Unsupervised Learning: Unveiling Hidden Patterns in the Real World

As children, we learn from our experiences by unconsciously identifying patterns in our surroundings and applying them to new situations. In the world of artificial intelligence, this is how unsupervised learning works. Unsupervised machine learning is the process of inferring underlying hidden patterns from historical data. Within such an approach, a machine learning model tries to find any similarities, differences, patterns, and structure in data by itself. No prior human intervention is needed.

What is Unsupervised Learning?

Unsupervised learning is a type of machine learning where the algorithm is provided with input data without explicit instructions on what to do with it. The model learns patterns from data that has no labels (i.e., no predefined answers or categories). Unlike supervised learning, where a model learns to predict outputs based on the labeled dataset, meaning it already contains the examples of correct answers carefully mapped out by human supervisors.

Unsupervised learning is helpful for data science teams that don't know what they're looking for in data. It can be used to search for unknown similarities and differences in data and create corresponding groups.

Let's consider the example of a toddler who knows what the family cat looks like but has no idea that there are a lot of other cats in the world that are all different. If the kid sees another cat, he or she will still be able to recognize it as a cat through a set of features such as two ears, four legs, a tail, fur, whiskers, etc. In machine learning, this kind of prediction is called unsupervised learning.

Types of Unsupervised Learning Techniques

Unsupervised learning can be approached through different techniques such as clustering, association rules, and dimensionality reduction.

Read also: Learn BERT Embeddings

Clustering

From all unsupervised learning techniques, clustering is surely the most commonly used one. Clustering involves grouping similar data points together based on their inherent characteristics, without any predefined labels. This method groups similar data pieces into clusters that are not defined beforehand. An ML model finds any patterns, similarities, and/or differences within uncategorized data structure by itself. If any natural groups or classes exist in data, a model will be able to discover them.

To explain the clustering approach, here's a simple analogy.
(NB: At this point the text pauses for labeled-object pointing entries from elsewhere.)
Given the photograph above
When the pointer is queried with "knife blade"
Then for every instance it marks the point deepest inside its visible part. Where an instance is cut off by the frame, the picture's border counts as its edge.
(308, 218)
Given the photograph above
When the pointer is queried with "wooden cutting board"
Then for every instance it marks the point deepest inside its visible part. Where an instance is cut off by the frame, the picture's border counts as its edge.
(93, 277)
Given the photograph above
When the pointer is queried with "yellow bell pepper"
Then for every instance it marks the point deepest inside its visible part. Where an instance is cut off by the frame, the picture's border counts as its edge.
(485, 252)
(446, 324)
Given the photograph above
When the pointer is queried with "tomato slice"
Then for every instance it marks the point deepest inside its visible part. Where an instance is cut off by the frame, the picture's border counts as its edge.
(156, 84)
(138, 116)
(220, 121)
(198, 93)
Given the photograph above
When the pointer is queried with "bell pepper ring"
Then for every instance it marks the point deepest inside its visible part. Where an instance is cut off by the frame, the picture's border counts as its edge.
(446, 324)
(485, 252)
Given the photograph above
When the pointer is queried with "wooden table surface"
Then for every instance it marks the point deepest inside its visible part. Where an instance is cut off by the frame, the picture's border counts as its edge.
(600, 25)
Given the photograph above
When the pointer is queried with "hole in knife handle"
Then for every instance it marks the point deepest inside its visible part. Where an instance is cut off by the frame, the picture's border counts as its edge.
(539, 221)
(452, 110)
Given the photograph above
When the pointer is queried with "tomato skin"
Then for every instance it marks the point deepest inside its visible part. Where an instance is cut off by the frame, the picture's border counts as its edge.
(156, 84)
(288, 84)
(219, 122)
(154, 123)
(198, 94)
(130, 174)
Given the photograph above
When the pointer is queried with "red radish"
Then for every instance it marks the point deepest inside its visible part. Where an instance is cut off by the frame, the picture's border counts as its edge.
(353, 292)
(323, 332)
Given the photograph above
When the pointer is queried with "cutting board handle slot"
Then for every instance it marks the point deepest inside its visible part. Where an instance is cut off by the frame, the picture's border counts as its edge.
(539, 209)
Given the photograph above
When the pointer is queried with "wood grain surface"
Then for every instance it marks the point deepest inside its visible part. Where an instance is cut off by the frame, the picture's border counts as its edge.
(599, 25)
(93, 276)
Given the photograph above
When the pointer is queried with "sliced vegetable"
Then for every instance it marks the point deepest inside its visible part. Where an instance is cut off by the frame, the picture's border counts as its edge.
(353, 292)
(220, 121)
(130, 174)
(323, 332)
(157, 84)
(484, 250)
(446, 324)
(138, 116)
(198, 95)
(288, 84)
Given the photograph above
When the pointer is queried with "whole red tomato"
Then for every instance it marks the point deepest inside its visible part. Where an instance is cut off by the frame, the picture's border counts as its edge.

In a kindergarten, a teacher asks children to arrange blocks of different shapes and colors. The thing is a teacher hasn’t given the criteria on which the arrangement should be done so different children came up with different groupings. Some kids put all blocks into three clusters based on the color ‒ yellow, blue, and pink. Others categorized the same blocks based on their shape ‒ rectangular, triangular, and round. There is no right or wrong way to perform grouping as there was no task set in advance. Thanks to the flexibility as well as the variety of available types and algorithms, clustering has various real-life applications.

Types of Clustering

There is an array of clustering types that can be utilized.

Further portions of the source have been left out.